Para você, o que é ser um ser humano? Qual caminho um indivíduo deve trilhar para ser compreendido como tal?

Martin Aylward:
Para mim existem caminhos do despertar. Acredito que existem muitas formas de a consciência florescer, e que a prática espiritual, o exercício da consciência, é uma delas.

Sempre me interessei em desenvolver-me como ser humano, explorar a consciência humana. Fui percebendo ao longo do caminho que a forma como essa consciência se desenvolve não é algo linear. É algo que se expande em todas as direções.

Eu não queria ser presunçoso a ponto de dizer que sei o que é um ser humano. Porque quanto mais eu estudo e exploro, menos eu sei o que é um ser humano. Quanto mais eu me aprofundo, mais possibilidades, mais janelas e mistérios se abrem e me torno cada vez menos capaz de falar sobre a totalidade da experiência de ser um ser humano.

Eu sei que faz parte do meu trabalho falar sobre isso, mas eu sinto que quando falo sobre isso consigo transmitir uma porcentagem cada vez menor do que é essa fantástica experiência. Isso me lembra uma história da vida do Buda:

O Buda estava em uma floresta com outros monges. Ele pegou um punhado de folhas e perguntou: há mais folhas na minha mão ou na floresta? E, claro, os monges responderam: na floresta.

Sinto que minha experiência é como a do Buda com as folhas na floresta: as folhas na minha mão são os ensinamentos que transmito; é o mínimo que alguém precisa para estar apto a praticar.

Eu conheço essa história há muito tempo, mas existe algo na beleza disso. Nós achamos que o que ouvimos dos ensinamentos ou o que praticamos basta para sermos um ser humano pleno, presente. Mas a orientação é apenas o que nos foi passado. Na verdade, podemos transmitir uns aos outros apenas uma pequena parte. E a forma como cada ser humano vai experienciar esse ensinamento é inimaginável, ilimitado, infinito. Ser humano é se abrir para esse potencial infinito de possibilidades através de seu olhar individual.

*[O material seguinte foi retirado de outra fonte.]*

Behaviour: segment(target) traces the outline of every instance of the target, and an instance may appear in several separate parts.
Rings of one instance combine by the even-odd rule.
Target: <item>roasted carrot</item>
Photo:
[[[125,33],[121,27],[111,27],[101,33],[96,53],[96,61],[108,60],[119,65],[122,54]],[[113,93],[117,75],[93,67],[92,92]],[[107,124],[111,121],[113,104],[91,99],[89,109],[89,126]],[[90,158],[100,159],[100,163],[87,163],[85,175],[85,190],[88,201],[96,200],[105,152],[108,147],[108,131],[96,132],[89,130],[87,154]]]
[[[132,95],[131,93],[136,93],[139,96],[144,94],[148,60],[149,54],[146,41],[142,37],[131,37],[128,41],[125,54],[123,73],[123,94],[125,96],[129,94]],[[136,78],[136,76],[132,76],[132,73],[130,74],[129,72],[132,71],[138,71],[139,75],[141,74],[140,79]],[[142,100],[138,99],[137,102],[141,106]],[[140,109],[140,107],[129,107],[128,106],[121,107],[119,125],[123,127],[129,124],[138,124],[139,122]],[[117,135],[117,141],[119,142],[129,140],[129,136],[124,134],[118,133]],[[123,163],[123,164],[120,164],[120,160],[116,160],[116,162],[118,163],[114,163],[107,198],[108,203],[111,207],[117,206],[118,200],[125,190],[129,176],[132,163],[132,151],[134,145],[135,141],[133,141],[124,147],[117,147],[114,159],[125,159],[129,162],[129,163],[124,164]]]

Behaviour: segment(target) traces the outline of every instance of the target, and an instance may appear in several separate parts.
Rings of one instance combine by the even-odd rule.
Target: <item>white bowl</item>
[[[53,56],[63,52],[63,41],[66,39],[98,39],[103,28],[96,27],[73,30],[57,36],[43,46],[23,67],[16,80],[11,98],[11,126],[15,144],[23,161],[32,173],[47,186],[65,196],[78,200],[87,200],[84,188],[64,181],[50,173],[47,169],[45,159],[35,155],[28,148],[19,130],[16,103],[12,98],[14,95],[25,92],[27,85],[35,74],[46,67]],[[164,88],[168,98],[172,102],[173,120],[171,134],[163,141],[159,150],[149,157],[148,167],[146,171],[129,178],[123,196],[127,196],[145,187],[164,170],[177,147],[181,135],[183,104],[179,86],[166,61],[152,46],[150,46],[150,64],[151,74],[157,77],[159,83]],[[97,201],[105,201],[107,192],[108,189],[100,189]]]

Na sua visão, como o mindfulness pode ser um instrumento para facilitar a busca pelo propósito? Como a prática pode ajudar cada indivíduo a desvendar seu caminho no Dharma?

Se você quer explorar um lugar que você não conhece, ajuda ter um mapa. Apenas ler o mapa nunca será o mesmo que explorar o lugar. O mapa lhe trará uma ideia, uma construção intelectual do que seria a experiência. Por outro lado, se você for até o lugar sem ter visto o mapa, você poderá até explorar, mas provavelmente vai se perder e gastar um tempo dando voltas.

Assim, o jeito mais eficiente é explorar o território com o mapa.

Eu acho que é assim quando falamos do mindfulness como um instrumento para explorar o território da vida de um indivíduo. À medida que você se familiariza com o território de sua própria existência, você está menos sujeito a ser enganado pelas suas experiências e suas falhas, crenças, fixações. Essa prática de se familiarizar com a própria mente e suas experiências é uma forma de construir uma relação mais próxima e, portanto, mais amigável, mais leve, mais pacífica, mais gentil, mais amorosa com sua própria experiência.

Pode até parecer bonitinho dizer essas coisas mas, cara, quando você realmente pára para pensar, temos um relacionamento cruel, demandante, julgador, intolerante conosco.

O motivo pelo qual essa intolerância cresce é porque não conhecemos o território que abriga nossas próprias vidas, não nos conscientizamos da importância de nos familiarizarmos com ele.

Como você fez para se familiarizar com seu território? O que aconteceu na sua vida que o motivou, ainda jovem, nessa busca por um mapa para o seu caminho do Dharma?

Foi uma mistura de motivos. O final do período escolar estava se aproximando e eu estava insatisfeito com a infinidade de opções que me apresentavam. Tanto a idéia de estudar como a de começar a trabalhar me pareciam vazias. Para quê?

Mas teve uma outra coisa: a casa da minha família ficava em frente a uma estrada muito movimentada e, quando eu descia do ônibus escolar, tinha que caminhar cerca de 500m na beira da estrada. Não havia calçada. Os carros passavam bem rentes ao meu corpo. Era uma espécie de experiência contemplativa, e foi ela que me levou a este estado de conscientização. Eu me sentia tão vivo e, ao mesmo tempo, os carros estavam ali; se eu me movesse um passo, morreria. Naquela situação, qual a diferença entre estar vivo ou morto? Não era apenas um questionamento mental, era realmente uma contemplação. E então todas as noites eu pensava nisso: qual a diferença entre a vida e a morte.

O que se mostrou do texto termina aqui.